Life-inspired Interoceptive Artificial Intelligence for Autonomous and Adaptive Agents
Sungwoo Lee, Younghyun Oh, Hyunhoe An, Hyebhin Yoon, Karl J. Friston,, Seok Jun Hong, Choong-Wan Woo

TL;DR
This paper proposes a novel approach to creating autonomous and adaptive AI agents by integrating interoception, inspired by biological organisms, with cybernetics, reinforcement learning, and neuroscience insights.
Contribution
It introduces a new perspective on interoception's role in AI, combining biological principles with modern theories to enhance autonomous and adaptive agent design.
Findings
Interoception can improve agent adaptability in changing environments.
A new framework integrating cybernetics and neuroscience for AI development.

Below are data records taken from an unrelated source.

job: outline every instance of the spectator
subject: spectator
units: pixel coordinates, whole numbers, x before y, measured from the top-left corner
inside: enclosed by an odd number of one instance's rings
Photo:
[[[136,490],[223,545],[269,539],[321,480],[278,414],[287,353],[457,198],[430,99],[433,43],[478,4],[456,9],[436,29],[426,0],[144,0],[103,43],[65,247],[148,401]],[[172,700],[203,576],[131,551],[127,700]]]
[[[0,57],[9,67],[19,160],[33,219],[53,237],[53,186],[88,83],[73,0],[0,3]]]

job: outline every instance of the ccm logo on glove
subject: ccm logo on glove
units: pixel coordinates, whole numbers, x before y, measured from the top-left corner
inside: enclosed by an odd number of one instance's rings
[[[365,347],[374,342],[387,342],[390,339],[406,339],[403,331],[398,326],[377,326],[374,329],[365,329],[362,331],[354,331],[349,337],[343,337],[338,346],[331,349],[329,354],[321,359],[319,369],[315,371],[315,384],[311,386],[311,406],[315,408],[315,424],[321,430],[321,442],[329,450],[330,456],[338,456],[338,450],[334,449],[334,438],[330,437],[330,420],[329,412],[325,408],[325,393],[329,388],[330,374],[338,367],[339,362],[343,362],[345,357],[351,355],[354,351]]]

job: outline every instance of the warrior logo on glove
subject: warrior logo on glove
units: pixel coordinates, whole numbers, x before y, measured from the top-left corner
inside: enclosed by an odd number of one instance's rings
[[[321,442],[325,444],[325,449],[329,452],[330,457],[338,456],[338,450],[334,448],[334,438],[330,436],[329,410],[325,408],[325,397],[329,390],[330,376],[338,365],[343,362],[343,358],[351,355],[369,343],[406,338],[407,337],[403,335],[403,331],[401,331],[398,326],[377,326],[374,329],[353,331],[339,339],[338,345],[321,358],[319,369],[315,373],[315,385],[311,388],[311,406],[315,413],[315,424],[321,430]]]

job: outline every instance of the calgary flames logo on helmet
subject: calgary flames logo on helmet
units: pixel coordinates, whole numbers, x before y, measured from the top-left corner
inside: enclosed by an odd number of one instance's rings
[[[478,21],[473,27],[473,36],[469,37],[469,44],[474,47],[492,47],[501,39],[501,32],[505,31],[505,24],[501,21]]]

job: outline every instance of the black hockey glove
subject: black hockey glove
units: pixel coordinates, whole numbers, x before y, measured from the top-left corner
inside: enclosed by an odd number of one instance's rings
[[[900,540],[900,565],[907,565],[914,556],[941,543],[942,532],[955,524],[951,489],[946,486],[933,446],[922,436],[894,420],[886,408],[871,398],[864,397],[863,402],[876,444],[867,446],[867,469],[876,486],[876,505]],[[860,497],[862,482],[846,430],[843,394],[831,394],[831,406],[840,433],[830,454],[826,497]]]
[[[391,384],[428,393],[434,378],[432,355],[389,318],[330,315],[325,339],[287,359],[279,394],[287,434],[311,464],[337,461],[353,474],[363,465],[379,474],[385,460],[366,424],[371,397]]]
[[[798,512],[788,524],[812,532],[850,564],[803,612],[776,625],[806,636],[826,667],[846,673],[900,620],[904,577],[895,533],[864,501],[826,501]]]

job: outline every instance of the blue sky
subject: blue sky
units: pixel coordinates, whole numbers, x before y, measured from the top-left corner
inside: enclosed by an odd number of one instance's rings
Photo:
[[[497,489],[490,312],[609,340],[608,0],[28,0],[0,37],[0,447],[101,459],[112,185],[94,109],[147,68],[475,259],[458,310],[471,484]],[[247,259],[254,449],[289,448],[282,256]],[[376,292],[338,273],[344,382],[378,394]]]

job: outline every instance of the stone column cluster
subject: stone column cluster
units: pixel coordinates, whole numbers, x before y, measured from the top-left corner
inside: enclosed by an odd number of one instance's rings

Potential for more life-like autonomous agents.
Abstract
Building autonomous -- i.e., choosing goals based on one's needs -- and adaptive -- i.e., surviving in ever-changing environments -- agents has been a holy grail of artificial intelligence (AI). A living organism is a prime example of such an agent, offering important lessons about adaptive autonomy. Here, we focus on interoception, a process of monitoring one's internal environment to keep it within certain bounds, which underwrites the survival of an organism. To develop AI with interoception, we need to factorize the state variables representing internal environments from external environments and adopt life-inspired mathematical properties of internal environment states. This paper offers a new perspective on how interoception can help build autonomous and adaptive agents by integrating the legacy of cybernetics with recent advances in theories of life, reinforcement learning, and…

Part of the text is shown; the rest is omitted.